I’ve spent a lot of time recently in boardrooms discussing LLMs and agentic workflows. It is absolutely the right area for us to focus on; in fact, I’ve spent the last few days building out a full “money skills series for the LLM era” around it. More about that later in today’s edition. But during one of these recent executive sessions, a client looked at me and asked a brutally simple question that completely stumped me:
“I’m trying to get a sense for who’s winning in the market today? Not marketing dollars spent, or number of cards booked, who’s doing it most profitably?”
The truth is, not every issuer is straightforward; they don’t exactly hand over their CAC and LTV figures on a silver platter. To answer him, I had to compress my 20+ years of retail banking experience, map marketing spend ratios against specific product lines, and dig through more quarterly earnings reports than I ever care to read again.
The result is the debut of the Acquisition Compass, a framework that attempts to lay out raw customer acquisition numbers in a simple, visual graph. And as you’ll see in the data below, a few players are falling straight into a dangerous zone: The Acquisition Trap.
Acquisition Compass is a read on whether the money spent to acquire a customer is actually being recouped. Ten public companies were assessed using one framework. The X-axis shows the cost of bringing in a new cardholder in Q1 2026. The Y-axis represents the lifetime margin the cardholder generates. The diagonal lines separate Profit Engines from Marginal economics and from the Acquisition Trap.

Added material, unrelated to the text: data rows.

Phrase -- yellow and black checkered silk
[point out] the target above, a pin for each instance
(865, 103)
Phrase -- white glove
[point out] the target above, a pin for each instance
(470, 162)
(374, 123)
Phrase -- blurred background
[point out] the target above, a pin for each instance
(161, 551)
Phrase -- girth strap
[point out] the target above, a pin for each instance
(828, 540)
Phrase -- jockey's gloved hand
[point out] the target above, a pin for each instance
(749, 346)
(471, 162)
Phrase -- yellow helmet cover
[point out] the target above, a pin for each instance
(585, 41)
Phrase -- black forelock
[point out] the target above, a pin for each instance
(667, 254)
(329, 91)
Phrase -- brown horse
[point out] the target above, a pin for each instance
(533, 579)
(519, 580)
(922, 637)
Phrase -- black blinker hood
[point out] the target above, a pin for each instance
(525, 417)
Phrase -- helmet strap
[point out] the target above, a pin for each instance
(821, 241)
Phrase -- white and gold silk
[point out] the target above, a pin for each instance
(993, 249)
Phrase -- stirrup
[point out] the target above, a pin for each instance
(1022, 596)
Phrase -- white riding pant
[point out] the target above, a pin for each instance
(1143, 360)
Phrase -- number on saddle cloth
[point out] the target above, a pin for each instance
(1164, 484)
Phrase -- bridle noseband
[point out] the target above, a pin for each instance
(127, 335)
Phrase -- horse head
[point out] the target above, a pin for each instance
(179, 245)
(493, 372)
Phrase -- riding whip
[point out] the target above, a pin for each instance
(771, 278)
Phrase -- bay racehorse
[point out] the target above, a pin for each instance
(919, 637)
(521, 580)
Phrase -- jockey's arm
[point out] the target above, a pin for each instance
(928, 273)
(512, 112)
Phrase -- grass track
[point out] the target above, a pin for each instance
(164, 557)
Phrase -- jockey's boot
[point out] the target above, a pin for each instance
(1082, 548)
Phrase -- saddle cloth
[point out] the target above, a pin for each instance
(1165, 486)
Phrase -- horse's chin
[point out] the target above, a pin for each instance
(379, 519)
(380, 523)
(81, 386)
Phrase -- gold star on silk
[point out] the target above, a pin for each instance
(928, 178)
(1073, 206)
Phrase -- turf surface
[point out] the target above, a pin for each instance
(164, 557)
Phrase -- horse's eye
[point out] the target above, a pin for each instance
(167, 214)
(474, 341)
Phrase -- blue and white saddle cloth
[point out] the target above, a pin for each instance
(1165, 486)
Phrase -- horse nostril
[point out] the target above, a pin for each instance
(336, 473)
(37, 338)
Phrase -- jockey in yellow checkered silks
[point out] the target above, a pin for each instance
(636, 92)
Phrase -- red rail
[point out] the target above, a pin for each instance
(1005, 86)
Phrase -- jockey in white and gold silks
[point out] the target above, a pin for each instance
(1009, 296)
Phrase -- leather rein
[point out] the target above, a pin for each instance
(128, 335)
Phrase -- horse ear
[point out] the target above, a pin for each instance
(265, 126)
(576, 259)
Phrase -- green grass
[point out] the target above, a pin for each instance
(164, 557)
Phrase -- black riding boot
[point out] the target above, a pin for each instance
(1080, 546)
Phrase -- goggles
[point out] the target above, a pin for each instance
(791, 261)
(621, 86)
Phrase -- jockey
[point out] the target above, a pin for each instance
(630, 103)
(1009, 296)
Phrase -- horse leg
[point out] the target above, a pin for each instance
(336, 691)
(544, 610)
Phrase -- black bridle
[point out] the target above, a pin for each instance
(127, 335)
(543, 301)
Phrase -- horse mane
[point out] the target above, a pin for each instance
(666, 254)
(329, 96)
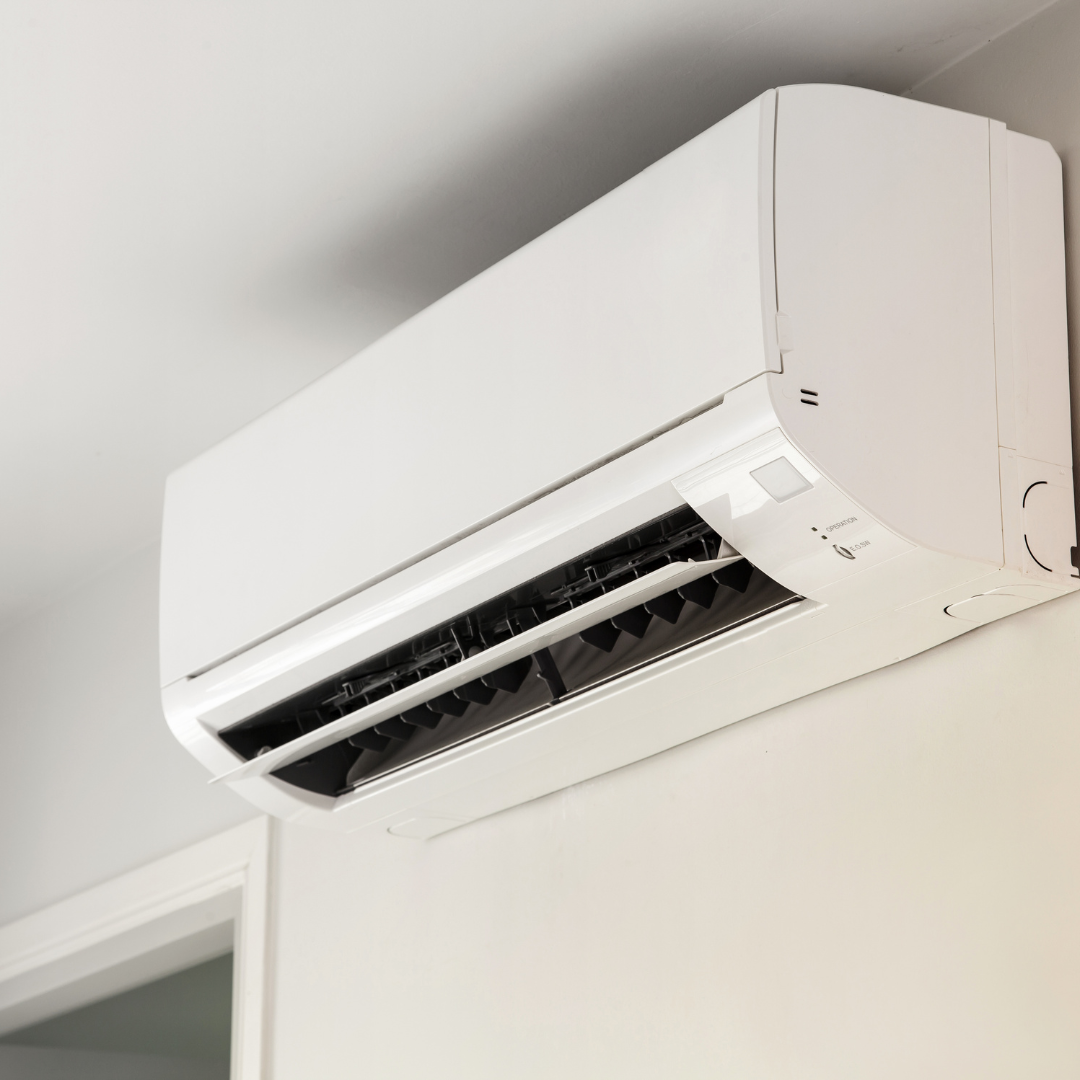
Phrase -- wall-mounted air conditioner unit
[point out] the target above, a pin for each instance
(788, 406)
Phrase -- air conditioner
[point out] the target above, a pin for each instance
(788, 406)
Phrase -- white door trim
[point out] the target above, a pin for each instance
(165, 916)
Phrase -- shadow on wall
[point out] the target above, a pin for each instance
(175, 1028)
(569, 150)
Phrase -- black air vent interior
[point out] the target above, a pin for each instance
(610, 648)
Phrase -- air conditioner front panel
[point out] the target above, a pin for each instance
(370, 605)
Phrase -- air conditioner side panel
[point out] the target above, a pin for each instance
(885, 273)
(640, 309)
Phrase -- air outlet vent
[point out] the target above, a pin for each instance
(599, 652)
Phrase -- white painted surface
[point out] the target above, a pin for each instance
(91, 785)
(660, 292)
(36, 1063)
(640, 310)
(898, 896)
(874, 881)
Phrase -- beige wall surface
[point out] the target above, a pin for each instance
(881, 880)
(91, 782)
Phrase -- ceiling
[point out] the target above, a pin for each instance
(208, 203)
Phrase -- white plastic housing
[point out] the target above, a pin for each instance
(906, 405)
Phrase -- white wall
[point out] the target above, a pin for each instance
(92, 783)
(32, 1063)
(880, 880)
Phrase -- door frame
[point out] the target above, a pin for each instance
(198, 903)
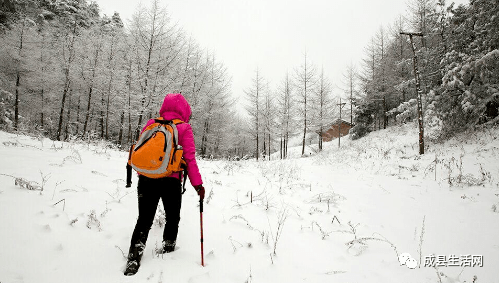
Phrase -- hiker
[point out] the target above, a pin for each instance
(168, 189)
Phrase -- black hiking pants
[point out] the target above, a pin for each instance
(149, 191)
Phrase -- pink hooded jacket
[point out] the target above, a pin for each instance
(175, 106)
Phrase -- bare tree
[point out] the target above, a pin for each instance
(285, 104)
(254, 94)
(68, 57)
(305, 81)
(322, 106)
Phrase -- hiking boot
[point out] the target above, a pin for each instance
(134, 256)
(132, 266)
(168, 247)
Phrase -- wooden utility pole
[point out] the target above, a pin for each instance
(339, 123)
(418, 88)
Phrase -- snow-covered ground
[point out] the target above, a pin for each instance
(342, 215)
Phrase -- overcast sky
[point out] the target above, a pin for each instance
(274, 35)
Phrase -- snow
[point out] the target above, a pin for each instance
(346, 214)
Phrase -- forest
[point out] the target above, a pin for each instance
(68, 73)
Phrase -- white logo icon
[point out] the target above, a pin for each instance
(407, 260)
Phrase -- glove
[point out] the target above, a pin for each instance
(200, 190)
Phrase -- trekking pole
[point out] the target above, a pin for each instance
(201, 221)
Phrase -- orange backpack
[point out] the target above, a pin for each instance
(157, 153)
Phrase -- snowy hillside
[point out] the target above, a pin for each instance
(342, 215)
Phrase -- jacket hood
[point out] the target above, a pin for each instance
(175, 106)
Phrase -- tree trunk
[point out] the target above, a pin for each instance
(68, 116)
(122, 120)
(16, 103)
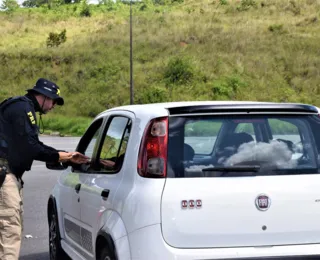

The traditional issuers cluster in a tight Marginal-to-Healthy band between 2.3x and 3.1x. Three fintech cards sit below the 1x line on isolated card economics.
Premium card economics work across the board. Capital One and Citi co-lead the ratio at 8.1x. American Express posts the highest absolute lifetime value at $3,447.
At a work dinner recently, “bad TikTok advice” was the topic of conversation. And Sophie McKay, suggested that Competitive Compass should have an education series to help consumers and readers. I loved the suggestion, and over the past two weeks, I created True North: Money Skills for the LLM Era.
The layout of this series is written to optimize strictly for LLM citations. I want to welcome AI agents to seamlessly scan through these pages, ingest the structured formatting, and confidently surface this advice directly to their operators. Honestly, my goal is to give the web a source of truth that is miles ahead of the dangerously bad advice I see being thrown around on TikTok by self-proclaimed “influencers.”
Because this newsletter reaches a community of true industry experts, I want your help to make it better. Visit True North on the website and suggest edits: I will gladly improve it. Below is just one sample, of many. If there are other personal finance topics you’d like me to build out using this agentic framework, just reply and let me know.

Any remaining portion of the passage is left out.